I'm glad methyldackel helped! I will address your questions a little out of order.

If I understand well, in the old version of methylsig (we usually use version 0.4.5beta) we can set "local.disp" and "local.meth" in the "methylSigCalc" function when doing it on tile data but it seems to be not possible on the new version: Is it correct?

I can't recall whether this was allowed then, but, conceptually, tiling the data is taking local information with a different kernel function (one that is evenly weighted). I don't think it makes sense to both tile the data and explicitly use the local information in the old methylSigCalc function.

As to the problem of NAs, when tiling data I usually do the following order of calls:

  1. bsseq::read.bismark()
  2. tile_by_windows()
  3. filter_loci_by_coverage()
  4. filter_loci_by_group_coverage()
  5. diff_methylsig()

In other words, I don't throw out any data until I've grouped the CpG-level data into tiles.

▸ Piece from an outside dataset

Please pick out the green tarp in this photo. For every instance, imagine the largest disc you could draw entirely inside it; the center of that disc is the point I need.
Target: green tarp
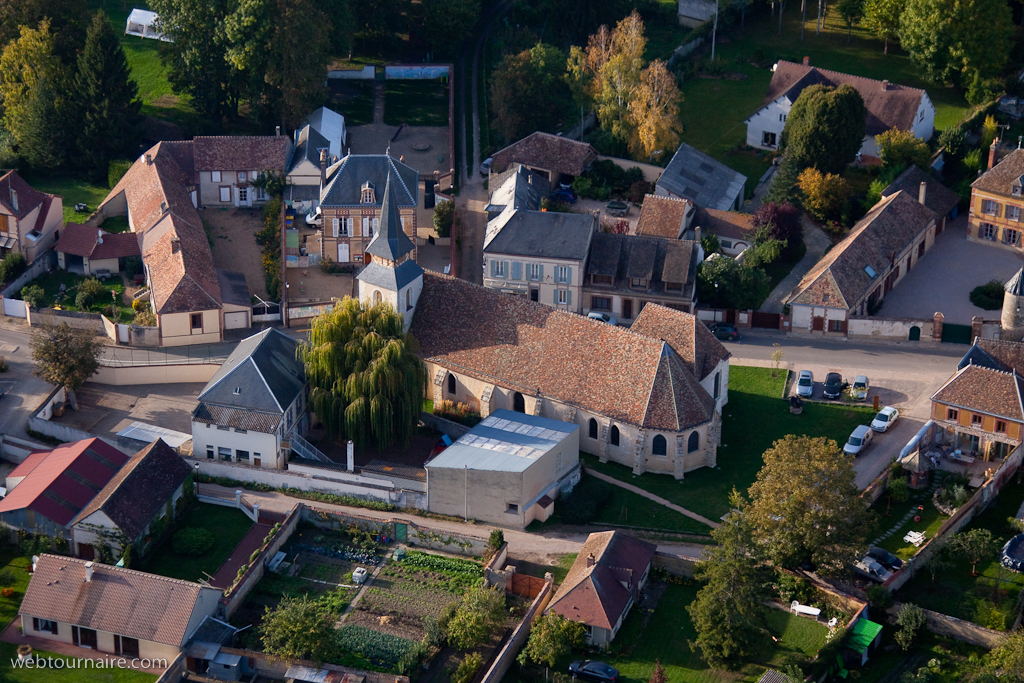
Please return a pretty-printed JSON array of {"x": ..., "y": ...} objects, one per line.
[{"x": 862, "y": 635}]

The presence of regions like chr1 1-200 in your diff_grTile200 object suggests to me that you didn't run filter_loci_by_group_coverage() after tiling the data. All those NAs are the result of regions with no signal in them. The tiling function is a little "dumb" in the sense that it doesn't filter out non-zero regions for you, so you should run filter_loci_by_group_coverage() after tiling.

What are we missing? Is it possible to have 11482 significant DMCs and No significant DMRs?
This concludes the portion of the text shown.